You would expect to find
truth etched in stone at an institution of higher learning. Not so on the
fabled grounds of Harvard yard. Sculpted in 1884 by the well-known artist
Daniel Chester French (1850-1931), the John Harvard statue is known as the “statue of three
lies.”
The inscription reads:
“John Harvard, Founder, 1638.”
John Harvard (1607-1638)
was living in England when the new college was founded in 1636 by
the Massachusetts legislature. He and his wife immigrated to Charlestown,
Massachusetts, in the spring of 1637 and shortly afterwards he became the
minister of the local church. In 1638, he died at age 30 of tuberculosis. Since
he and his wife had no children, in his will he bequeathed the fledgling
college half of his estate (779 pounds) and his collection of 400 books. With
the influx of needed capital, the college started building immediately. The following
year, the college was renamed Harvard College to honor its first benefactor.
In 1764, fire destroyed
the original college and all but one of John Harvard’s books. If you take
an unofficial tour of Harvard led by current university students, you’ll
learn how one book was saved (and why you shouldn’t rub the statue’s toe).
The fire also destroyed
any known likenesses of John Harvard. According to my tour guide,
the model for the statue was a student and descendant of former Harvard
president Leonard Hoar (1672-1675), the only president not to have a house
named after him.
History & Fiction
You can learn more
about Harvard's history, its famous landmarks, and even take a virtual tour online. Or you can discover just as much Harvard lore
and journey through 300 years of its history in Harvard Yard by William Martin (2003), a fictional mystery involving a missing
Shakespearean quarto.
Further Research
If you have colonial New
England ancestors, especially clergymen, find out if they attended the oldest
American institution of higher education by searching Biographical
Sketches of Graduates of Harvard University in Cambridge, Massachusetts by
John Langdon Sibley.
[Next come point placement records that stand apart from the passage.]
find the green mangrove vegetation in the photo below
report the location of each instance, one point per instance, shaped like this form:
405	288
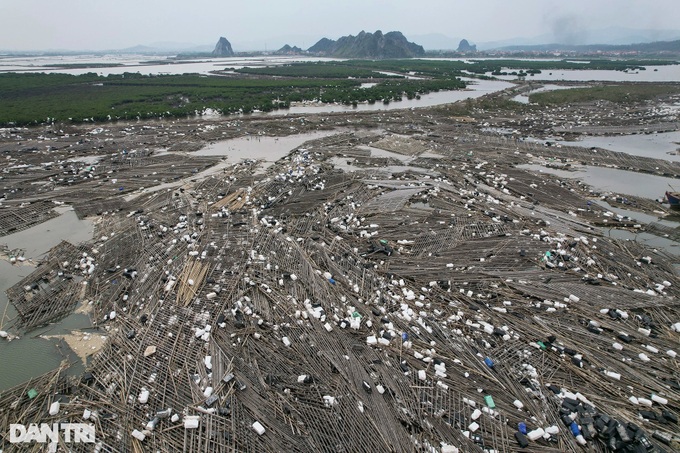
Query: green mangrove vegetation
35	98
619	93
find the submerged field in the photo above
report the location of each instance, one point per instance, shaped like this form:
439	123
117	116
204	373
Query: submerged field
44	98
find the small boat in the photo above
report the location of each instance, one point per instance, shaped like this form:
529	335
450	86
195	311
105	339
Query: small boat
673	199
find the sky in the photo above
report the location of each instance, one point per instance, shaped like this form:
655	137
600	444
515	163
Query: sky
119	24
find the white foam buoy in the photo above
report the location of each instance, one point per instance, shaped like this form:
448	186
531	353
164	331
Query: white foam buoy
259	429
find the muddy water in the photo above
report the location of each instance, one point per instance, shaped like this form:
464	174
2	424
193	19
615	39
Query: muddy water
30	356
612	180
665	145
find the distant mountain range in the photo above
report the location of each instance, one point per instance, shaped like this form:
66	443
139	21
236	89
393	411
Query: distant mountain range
585	40
368	45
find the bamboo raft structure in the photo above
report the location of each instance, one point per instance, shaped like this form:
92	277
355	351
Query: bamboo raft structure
311	309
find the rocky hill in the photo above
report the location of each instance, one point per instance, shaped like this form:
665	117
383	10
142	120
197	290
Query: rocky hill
223	48
369	45
465	46
288	50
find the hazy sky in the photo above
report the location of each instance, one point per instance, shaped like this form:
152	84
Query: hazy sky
107	24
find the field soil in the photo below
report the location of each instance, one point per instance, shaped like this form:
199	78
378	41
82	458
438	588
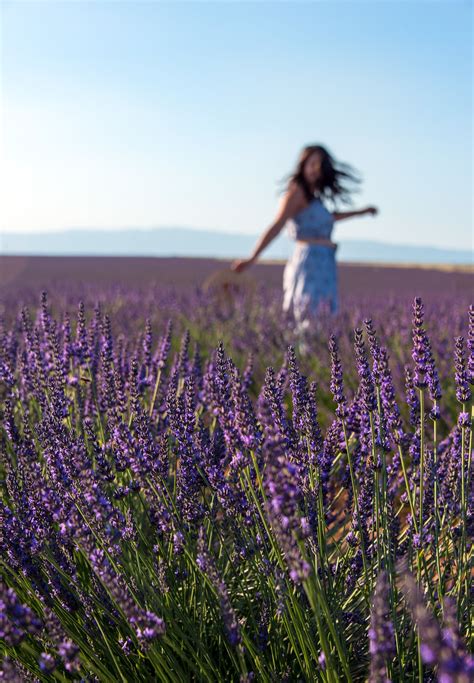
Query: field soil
354	278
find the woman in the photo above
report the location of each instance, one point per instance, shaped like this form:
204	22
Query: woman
310	275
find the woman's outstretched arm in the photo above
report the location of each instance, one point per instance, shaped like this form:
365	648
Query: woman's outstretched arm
339	216
293	201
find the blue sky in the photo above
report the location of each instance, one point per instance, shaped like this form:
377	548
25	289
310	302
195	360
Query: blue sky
119	114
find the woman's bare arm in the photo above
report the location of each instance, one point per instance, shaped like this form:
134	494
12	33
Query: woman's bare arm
339	216
292	202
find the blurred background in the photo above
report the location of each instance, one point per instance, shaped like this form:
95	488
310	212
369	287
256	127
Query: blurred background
165	128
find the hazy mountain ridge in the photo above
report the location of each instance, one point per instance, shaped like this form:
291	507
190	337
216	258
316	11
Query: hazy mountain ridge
190	242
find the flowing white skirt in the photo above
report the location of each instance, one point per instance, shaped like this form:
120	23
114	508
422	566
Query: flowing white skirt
310	281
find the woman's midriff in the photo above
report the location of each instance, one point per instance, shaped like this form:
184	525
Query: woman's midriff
321	241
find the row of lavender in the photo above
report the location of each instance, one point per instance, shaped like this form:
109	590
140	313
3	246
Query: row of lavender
167	516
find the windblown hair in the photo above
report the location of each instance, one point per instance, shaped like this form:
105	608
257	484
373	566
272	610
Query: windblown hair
329	184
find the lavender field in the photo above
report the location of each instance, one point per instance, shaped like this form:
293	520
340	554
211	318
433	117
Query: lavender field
192	492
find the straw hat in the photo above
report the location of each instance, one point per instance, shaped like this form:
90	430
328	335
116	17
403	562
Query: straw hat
226	284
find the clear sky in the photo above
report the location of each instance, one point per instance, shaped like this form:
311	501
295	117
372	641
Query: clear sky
141	114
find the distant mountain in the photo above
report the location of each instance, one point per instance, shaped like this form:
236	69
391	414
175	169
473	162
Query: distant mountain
189	242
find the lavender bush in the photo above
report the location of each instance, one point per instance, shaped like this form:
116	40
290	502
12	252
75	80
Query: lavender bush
179	501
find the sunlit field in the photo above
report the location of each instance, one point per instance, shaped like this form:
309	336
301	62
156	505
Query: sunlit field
192	492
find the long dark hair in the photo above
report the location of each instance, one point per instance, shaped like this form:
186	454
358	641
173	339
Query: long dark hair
329	183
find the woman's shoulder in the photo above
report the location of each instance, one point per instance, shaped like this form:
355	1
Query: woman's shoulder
296	193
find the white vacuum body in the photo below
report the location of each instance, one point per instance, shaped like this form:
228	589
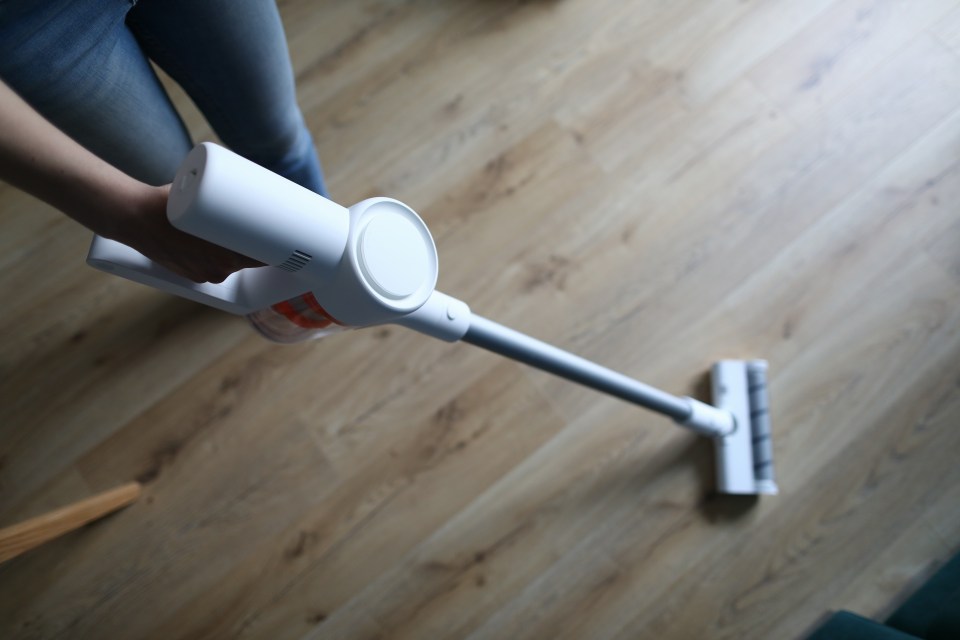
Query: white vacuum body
376	263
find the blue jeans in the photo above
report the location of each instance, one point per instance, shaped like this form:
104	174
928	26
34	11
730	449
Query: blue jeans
85	66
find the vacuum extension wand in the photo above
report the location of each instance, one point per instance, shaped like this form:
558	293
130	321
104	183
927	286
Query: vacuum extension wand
376	263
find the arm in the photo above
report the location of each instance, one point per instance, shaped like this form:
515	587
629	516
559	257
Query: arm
38	158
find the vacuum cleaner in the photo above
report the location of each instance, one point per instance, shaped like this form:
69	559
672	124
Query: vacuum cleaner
376	263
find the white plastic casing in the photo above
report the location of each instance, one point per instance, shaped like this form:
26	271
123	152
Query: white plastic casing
372	264
734	452
224	198
389	267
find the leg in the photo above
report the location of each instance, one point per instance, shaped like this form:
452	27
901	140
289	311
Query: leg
231	57
79	66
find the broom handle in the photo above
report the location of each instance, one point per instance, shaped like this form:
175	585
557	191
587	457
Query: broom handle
521	347
26	535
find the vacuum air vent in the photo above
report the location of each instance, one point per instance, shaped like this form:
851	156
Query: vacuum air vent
296	261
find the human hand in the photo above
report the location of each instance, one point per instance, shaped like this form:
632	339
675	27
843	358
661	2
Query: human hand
143	225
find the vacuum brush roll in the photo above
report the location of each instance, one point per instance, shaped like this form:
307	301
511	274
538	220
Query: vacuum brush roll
760	427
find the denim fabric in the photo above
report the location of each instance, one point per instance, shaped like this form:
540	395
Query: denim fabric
85	66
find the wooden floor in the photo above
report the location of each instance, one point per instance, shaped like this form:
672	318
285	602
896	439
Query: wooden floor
653	185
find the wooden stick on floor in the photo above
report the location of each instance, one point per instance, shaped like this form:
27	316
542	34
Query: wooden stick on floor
26	535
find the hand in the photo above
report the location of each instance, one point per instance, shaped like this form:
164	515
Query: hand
40	159
143	225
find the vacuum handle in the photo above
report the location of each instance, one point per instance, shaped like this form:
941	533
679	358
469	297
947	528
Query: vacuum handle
243	292
232	202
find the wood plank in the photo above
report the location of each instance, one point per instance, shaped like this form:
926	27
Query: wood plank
651	185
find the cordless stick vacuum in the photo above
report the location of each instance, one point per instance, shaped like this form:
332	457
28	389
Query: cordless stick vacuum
376	263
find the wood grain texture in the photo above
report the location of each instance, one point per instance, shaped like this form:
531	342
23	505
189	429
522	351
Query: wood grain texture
21	537
652	185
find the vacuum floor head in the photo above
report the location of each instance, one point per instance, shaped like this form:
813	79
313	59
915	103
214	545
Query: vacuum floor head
744	456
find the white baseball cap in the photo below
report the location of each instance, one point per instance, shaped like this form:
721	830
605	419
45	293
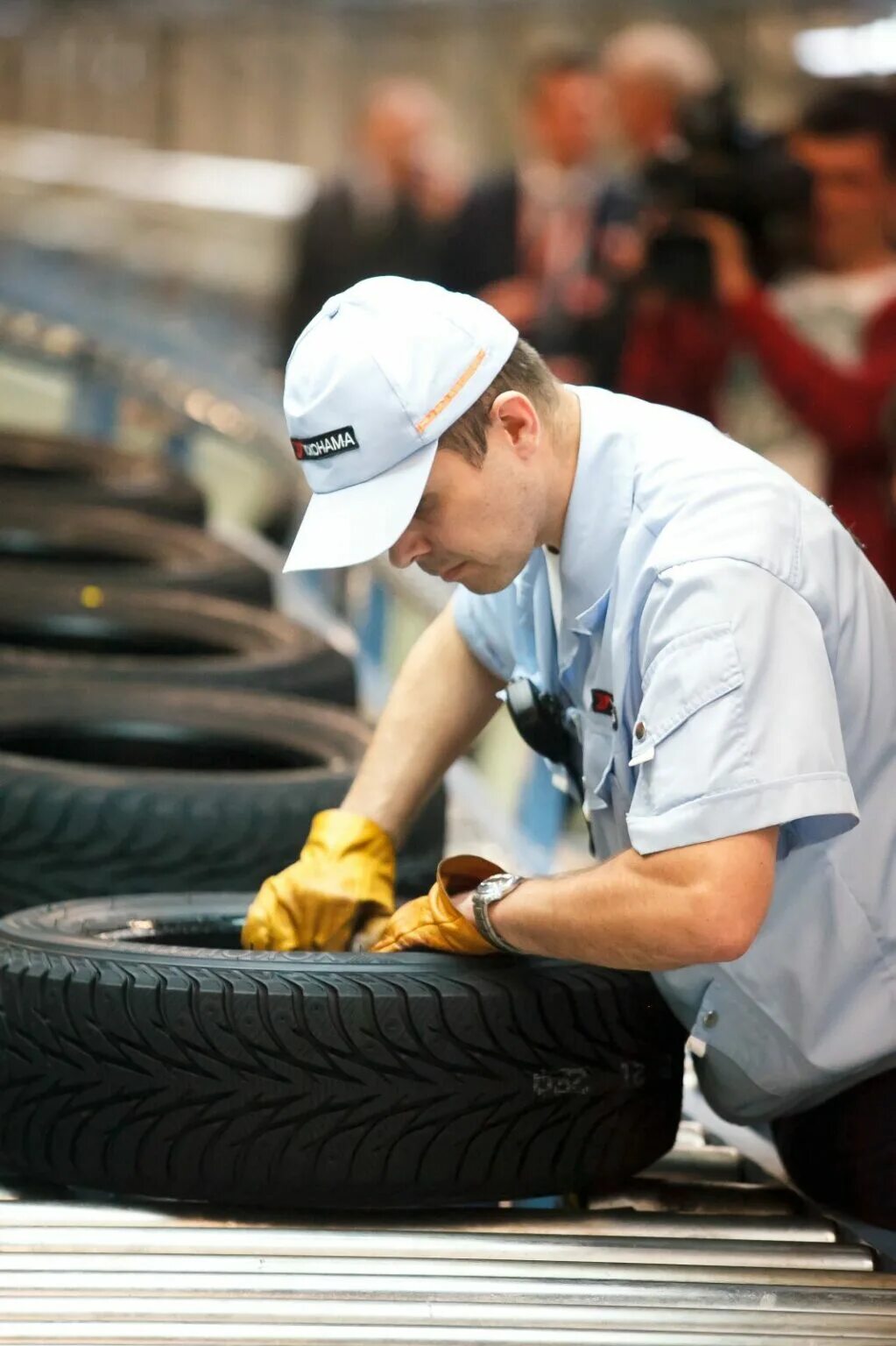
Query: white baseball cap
371	382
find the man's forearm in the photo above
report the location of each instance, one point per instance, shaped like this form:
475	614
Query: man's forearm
700	903
441	698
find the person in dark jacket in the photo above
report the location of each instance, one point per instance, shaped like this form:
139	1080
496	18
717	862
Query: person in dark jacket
541	241
388	214
803	371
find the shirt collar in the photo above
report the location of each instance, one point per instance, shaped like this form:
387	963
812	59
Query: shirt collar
597	514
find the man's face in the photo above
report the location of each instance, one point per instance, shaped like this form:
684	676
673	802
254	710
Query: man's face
567	116
475	525
853	195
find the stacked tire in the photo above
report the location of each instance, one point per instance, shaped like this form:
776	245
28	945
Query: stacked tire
165	743
145	738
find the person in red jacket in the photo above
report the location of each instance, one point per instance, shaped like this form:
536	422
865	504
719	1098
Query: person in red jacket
802	371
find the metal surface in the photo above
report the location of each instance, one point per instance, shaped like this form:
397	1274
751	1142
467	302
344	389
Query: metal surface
695	1263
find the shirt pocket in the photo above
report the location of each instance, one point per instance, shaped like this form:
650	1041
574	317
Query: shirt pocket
604	801
747	1062
689	738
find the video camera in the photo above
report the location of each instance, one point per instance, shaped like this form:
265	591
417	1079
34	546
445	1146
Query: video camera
730	170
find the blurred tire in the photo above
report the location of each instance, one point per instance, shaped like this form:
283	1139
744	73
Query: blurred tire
132	788
75	471
159	637
104	548
142	1054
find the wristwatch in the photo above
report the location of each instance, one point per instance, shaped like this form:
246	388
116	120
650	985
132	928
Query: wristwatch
483	896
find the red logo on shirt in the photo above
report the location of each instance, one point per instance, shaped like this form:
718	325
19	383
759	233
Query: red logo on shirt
602	703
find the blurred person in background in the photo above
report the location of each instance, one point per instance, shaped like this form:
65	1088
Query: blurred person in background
801	369
653	70
541	241
388	213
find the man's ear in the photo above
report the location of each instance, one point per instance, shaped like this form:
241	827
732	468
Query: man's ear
519	419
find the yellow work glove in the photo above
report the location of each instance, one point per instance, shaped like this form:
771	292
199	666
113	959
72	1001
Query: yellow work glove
344	875
434	922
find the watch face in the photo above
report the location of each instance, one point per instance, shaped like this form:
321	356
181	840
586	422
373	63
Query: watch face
496	886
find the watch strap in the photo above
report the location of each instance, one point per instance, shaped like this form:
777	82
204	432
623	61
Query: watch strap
481	904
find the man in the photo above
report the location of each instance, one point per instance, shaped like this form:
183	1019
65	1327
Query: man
654	70
802	371
540	241
389	213
724	655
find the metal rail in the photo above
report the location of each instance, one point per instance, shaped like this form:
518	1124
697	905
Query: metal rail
680	1263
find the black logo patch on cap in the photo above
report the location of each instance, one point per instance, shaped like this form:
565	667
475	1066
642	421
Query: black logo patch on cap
326	446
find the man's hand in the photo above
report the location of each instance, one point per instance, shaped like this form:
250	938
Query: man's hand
344	875
434	922
730	263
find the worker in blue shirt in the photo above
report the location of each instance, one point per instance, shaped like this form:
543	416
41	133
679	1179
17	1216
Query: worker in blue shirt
723	657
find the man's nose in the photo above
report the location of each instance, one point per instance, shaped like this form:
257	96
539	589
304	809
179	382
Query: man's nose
409	548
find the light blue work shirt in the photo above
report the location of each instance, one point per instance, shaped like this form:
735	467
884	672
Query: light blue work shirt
727	655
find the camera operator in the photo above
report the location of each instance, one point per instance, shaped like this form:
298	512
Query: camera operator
801	368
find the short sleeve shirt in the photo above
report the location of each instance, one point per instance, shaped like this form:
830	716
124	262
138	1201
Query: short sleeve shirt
727	657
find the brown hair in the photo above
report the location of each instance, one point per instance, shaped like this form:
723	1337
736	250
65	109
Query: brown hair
524	372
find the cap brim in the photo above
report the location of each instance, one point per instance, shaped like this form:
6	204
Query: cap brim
358	522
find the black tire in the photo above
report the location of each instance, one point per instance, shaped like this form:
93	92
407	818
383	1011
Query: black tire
80	471
158	637
120	549
168	1069
151	789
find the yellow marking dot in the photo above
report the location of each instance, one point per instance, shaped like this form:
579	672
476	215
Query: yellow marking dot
92	597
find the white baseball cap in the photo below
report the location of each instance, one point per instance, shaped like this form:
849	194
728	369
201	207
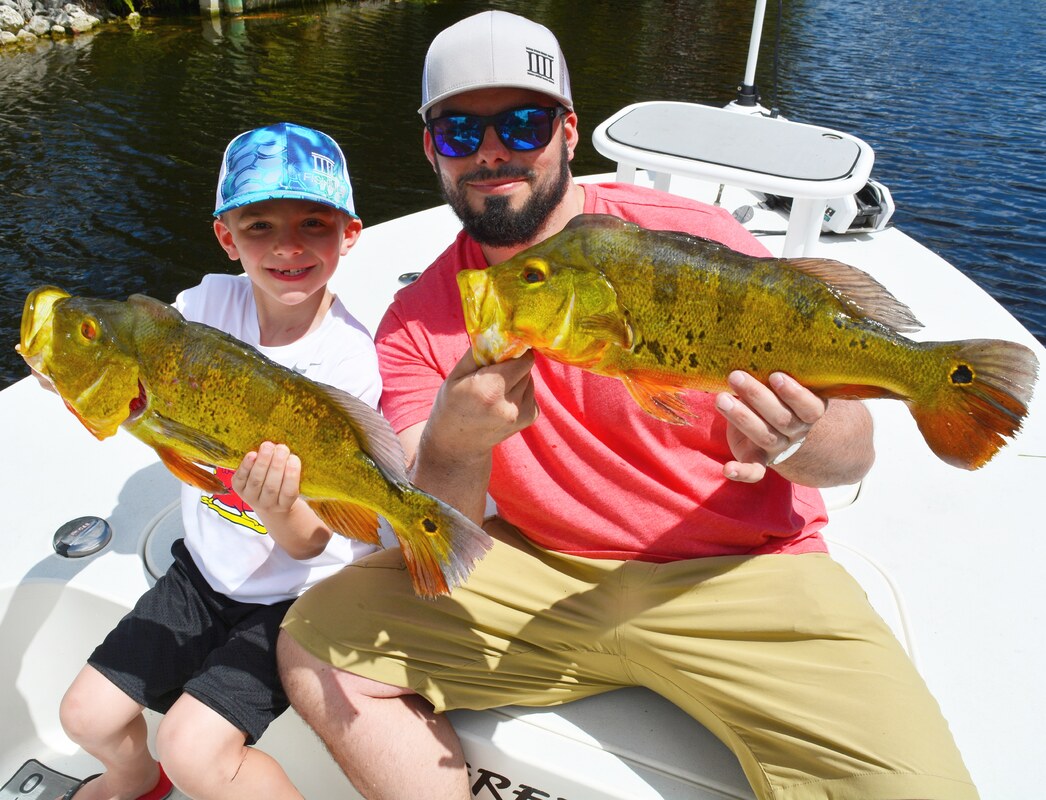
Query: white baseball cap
494	49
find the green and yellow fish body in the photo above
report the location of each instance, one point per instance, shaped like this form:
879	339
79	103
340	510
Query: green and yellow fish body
667	312
199	396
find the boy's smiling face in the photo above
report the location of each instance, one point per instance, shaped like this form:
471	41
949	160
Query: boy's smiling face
289	248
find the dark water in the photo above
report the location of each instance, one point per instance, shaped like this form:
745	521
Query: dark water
110	143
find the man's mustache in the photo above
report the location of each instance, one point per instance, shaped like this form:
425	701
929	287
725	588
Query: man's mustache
502	173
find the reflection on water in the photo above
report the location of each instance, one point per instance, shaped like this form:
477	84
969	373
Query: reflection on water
110	142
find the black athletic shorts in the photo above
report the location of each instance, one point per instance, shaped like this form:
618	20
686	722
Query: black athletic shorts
183	636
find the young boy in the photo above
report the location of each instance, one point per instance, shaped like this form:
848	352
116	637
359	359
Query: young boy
199	645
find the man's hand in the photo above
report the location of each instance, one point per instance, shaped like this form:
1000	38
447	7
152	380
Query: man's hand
476	409
766	419
480	407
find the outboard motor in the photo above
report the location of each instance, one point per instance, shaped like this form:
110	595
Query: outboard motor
867	210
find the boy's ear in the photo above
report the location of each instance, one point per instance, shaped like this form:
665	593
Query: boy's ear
353	229
224	236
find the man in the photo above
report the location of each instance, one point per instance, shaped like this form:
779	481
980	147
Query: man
685	558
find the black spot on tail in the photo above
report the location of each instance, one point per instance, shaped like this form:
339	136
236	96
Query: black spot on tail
962	374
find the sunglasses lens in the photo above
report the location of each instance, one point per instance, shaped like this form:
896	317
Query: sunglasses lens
456	136
521	130
525	129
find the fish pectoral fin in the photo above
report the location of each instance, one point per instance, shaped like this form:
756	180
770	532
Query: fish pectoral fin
616	328
659	401
190	473
164	429
347	519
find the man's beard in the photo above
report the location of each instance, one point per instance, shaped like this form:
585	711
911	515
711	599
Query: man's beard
497	224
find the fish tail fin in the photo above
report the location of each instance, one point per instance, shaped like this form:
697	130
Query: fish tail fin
439	544
982	400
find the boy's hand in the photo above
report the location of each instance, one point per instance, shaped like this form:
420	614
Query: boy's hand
269	480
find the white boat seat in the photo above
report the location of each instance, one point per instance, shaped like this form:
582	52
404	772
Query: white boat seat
808	163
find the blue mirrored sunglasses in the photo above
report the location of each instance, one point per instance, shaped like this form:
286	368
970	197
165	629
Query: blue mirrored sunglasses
521	130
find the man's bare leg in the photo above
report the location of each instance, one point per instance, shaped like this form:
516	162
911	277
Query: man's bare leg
385	738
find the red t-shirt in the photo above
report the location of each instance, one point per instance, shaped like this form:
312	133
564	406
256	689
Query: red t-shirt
595	476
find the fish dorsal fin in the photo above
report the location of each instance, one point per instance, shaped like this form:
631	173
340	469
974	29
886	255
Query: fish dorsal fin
599	222
376	435
858	291
154	307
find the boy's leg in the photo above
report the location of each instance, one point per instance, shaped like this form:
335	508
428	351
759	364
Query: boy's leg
207	758
109	725
204	739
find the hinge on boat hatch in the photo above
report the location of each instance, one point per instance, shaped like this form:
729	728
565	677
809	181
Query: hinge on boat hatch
85	535
867	210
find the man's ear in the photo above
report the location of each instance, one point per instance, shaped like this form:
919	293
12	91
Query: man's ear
430	151
570	133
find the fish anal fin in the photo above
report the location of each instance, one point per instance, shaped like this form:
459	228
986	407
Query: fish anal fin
190	473
439	545
663	402
863	296
347	519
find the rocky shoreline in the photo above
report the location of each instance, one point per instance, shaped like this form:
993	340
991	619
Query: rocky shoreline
26	21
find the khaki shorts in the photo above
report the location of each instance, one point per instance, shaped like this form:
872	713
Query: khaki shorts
779	656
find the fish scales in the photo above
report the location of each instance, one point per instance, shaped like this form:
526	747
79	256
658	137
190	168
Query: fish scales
754	302
666	312
201	397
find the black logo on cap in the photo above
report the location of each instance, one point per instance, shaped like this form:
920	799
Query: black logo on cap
540	65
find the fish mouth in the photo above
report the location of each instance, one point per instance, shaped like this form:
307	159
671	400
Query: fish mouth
485	318
37	328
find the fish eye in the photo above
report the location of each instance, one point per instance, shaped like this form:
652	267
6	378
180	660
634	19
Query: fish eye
535	271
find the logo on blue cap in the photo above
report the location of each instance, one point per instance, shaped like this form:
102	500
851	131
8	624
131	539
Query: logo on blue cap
283	161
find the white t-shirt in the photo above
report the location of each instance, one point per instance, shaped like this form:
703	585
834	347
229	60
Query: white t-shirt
225	538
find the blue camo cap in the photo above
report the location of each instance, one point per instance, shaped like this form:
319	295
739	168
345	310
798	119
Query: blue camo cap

These are available on Google Books:
Volume 1, 1642-1658 (published 1873)
Volume 2, 1659-1677 (published 1881)
Volume 3, 1678-1689 (published 1885)
Clifford Kenyon Shipton
continued the series through 1774. You also can find a list of Harvard graduates 1642-1774 online.
The Massachusetts Historical Society and the New England Historic Genealogical Society (NEHGS) co-published a CD-ROM called Colonial
Collegians, which includes almost 5,800 boys and men who attended
American colleges through the class of 1774. It comprises all 18 volumes of
Sibley's Harvard Graduates, Franklin Bowditch Dexter's Biographical
Sketches of the Graduates of Yale College, James McLachlan's Princetonians,
as well as students of Brown University, Columbia University, Dartmouth
College, Rutgers University, the College of William and Mary, among
others. Members of NEHGS can access the Colonial Collegians database online.